2. Was ist Wirklichkeit?
Dieses Kapitel beleuchtet den Unterschied zwischen der unmittelbar erlebten Wirklichkeit (phänomenale Welt) und der transzendentalen Realität (die Dinge „an sich“). Der kritische Realismus wird als ein Ansatz vorgestellt, der beide Arten von Wirklichkeit als reale Existenz betrachtet. Das Kapitel analysiert die Bedeutung der Erlebniswelt des Menschen im Vergleich zu wissenschaftlichen Erkenntnissen über die physikalische Welt.
2.1. Kritischer Realismus
Der kritische Realismus unterscheidet zwischen der transphänomenalen Welt (physikalische Umwelt und physiologischer Organismus) und der phänomenalen Welt (erlebte Vorgänge in der Außenwelt und Körper-Ich-Vorgänge). Das Kapitel präsentiert die beiden Sinne von Wirklichkeit nach Wolfgang Metzger, wobei der Fokus auf der Unterscheidung zwischen der „Welt an sich“ und der uns direkt zugänglichen, erlebten Welt liegt.

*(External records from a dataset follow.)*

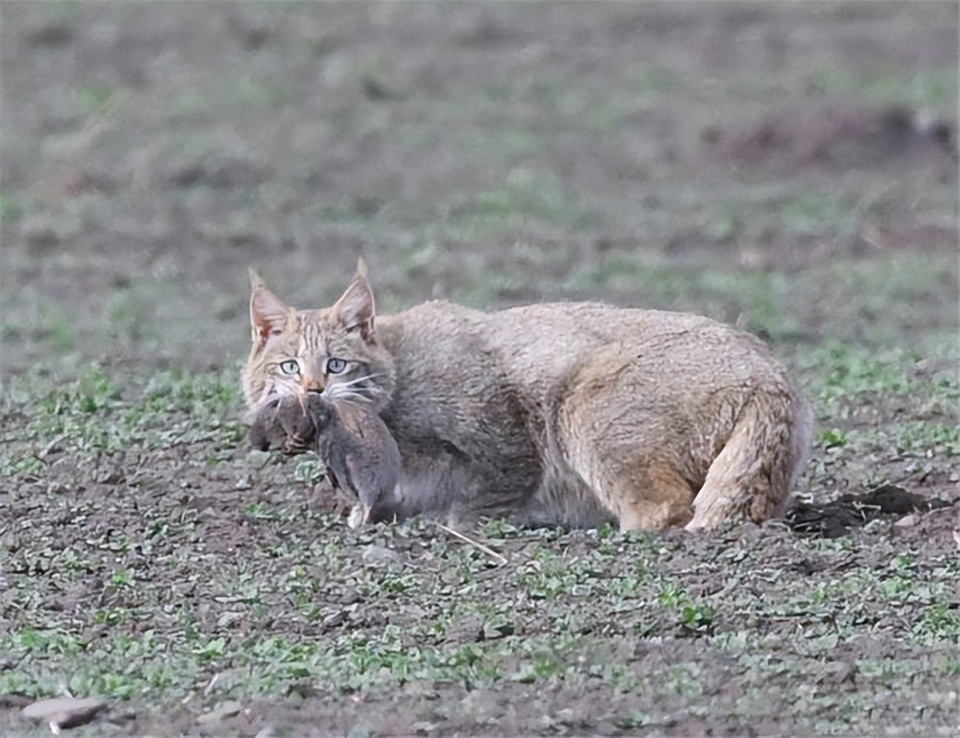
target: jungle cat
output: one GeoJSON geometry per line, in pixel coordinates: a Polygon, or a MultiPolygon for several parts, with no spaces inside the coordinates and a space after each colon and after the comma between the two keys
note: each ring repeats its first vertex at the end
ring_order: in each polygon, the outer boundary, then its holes
{"type": "Polygon", "coordinates": [[[251,271],[243,391],[367,403],[402,459],[392,504],[469,523],[623,530],[778,514],[810,440],[807,403],[755,336],[599,303],[377,315],[362,262],[329,308],[298,310],[251,271]]]}

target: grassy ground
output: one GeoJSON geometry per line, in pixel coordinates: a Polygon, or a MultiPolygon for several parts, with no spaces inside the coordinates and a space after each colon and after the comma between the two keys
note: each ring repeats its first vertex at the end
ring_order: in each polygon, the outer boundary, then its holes
{"type": "Polygon", "coordinates": [[[33,4],[0,25],[0,732],[952,735],[950,4],[33,4]],[[604,299],[770,341],[849,535],[350,531],[251,451],[304,307],[604,299]],[[199,722],[198,722],[199,720],[199,722]]]}

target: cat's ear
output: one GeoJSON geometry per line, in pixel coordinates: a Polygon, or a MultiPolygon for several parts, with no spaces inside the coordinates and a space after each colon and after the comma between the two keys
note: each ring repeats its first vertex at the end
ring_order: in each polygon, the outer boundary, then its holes
{"type": "Polygon", "coordinates": [[[376,309],[373,290],[367,281],[367,265],[357,261],[357,272],[346,291],[332,308],[334,318],[348,331],[360,329],[365,341],[373,338],[373,319],[376,309]]]}
{"type": "Polygon", "coordinates": [[[292,310],[267,289],[259,274],[250,270],[250,327],[254,343],[263,342],[271,333],[283,330],[292,310]]]}

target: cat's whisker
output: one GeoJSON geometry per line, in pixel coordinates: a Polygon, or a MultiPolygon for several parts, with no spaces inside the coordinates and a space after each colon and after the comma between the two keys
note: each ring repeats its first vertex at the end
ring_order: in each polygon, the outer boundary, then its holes
{"type": "Polygon", "coordinates": [[[343,383],[340,384],[339,386],[340,386],[340,387],[350,387],[350,386],[352,386],[352,385],[354,385],[354,384],[358,384],[358,383],[360,383],[360,382],[365,382],[365,381],[367,381],[368,379],[375,379],[375,378],[377,378],[377,377],[382,377],[382,376],[383,376],[383,372],[377,372],[376,374],[367,374],[367,375],[364,376],[364,377],[357,377],[356,379],[351,379],[349,382],[343,382],[343,383]]]}

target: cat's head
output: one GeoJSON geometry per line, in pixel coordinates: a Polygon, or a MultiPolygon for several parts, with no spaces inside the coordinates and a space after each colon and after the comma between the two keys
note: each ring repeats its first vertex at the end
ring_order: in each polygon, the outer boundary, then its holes
{"type": "Polygon", "coordinates": [[[323,392],[370,403],[390,400],[393,359],[379,340],[373,290],[361,260],[333,307],[297,310],[280,301],[250,272],[253,346],[243,370],[243,394],[257,410],[277,396],[323,392]]]}

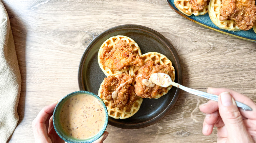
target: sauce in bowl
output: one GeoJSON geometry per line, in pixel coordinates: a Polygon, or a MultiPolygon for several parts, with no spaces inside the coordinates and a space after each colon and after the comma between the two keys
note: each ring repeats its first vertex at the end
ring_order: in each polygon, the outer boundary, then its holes
{"type": "Polygon", "coordinates": [[[65,102],[60,122],[65,134],[79,139],[94,137],[104,127],[106,113],[100,101],[93,96],[79,93],[65,102]]]}

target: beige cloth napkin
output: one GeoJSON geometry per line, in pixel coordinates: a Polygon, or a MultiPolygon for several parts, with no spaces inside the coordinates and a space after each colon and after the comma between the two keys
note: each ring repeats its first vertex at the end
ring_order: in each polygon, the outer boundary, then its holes
{"type": "Polygon", "coordinates": [[[7,142],[17,126],[21,86],[10,21],[0,1],[0,143],[7,142]]]}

2.2. Theorien der Wahrnehmung
Das Kapitel analysiert verschiedene Theorien der Wahrnehmung im Hinblick auf das Verhältnis von Realität und Wirklichkeit. Die ökologische Wahrnehmungstheorie wird als naiv-realistisch dargestellt, während die repräsentationalen Wahrnehmungstheorien eine Abbildfunktion der Wirklichkeit annehmen. Die Widerspiegelungstheorie des dialektischen und historischen Materialismus betrachtet die Abweichungen im Abbild von der Realität als Ausdruck des Erkenntnisprozesses. Schließlich wird die kognitive Selbstreferenz des radikalen Konstruktivismus vorgestellt, die Wirklichkeit als Funktion von sich selbst, dem Erfahrungshintergrund und dem Kontext der Reize betrachtet.
Schlüsselwörter
Der Text befasst sich mit den zentralen Begriffen und Konzepten von Wirklichkeit, Realität, Phänomenologie, Transzendenz, kritischer Realismus, Wahrnehmungstheorie, kognitive Selbstreferenz, Gestaltpsychologie, Wahrnehmungstäuschungen und dialektischer und historischer Materialismus.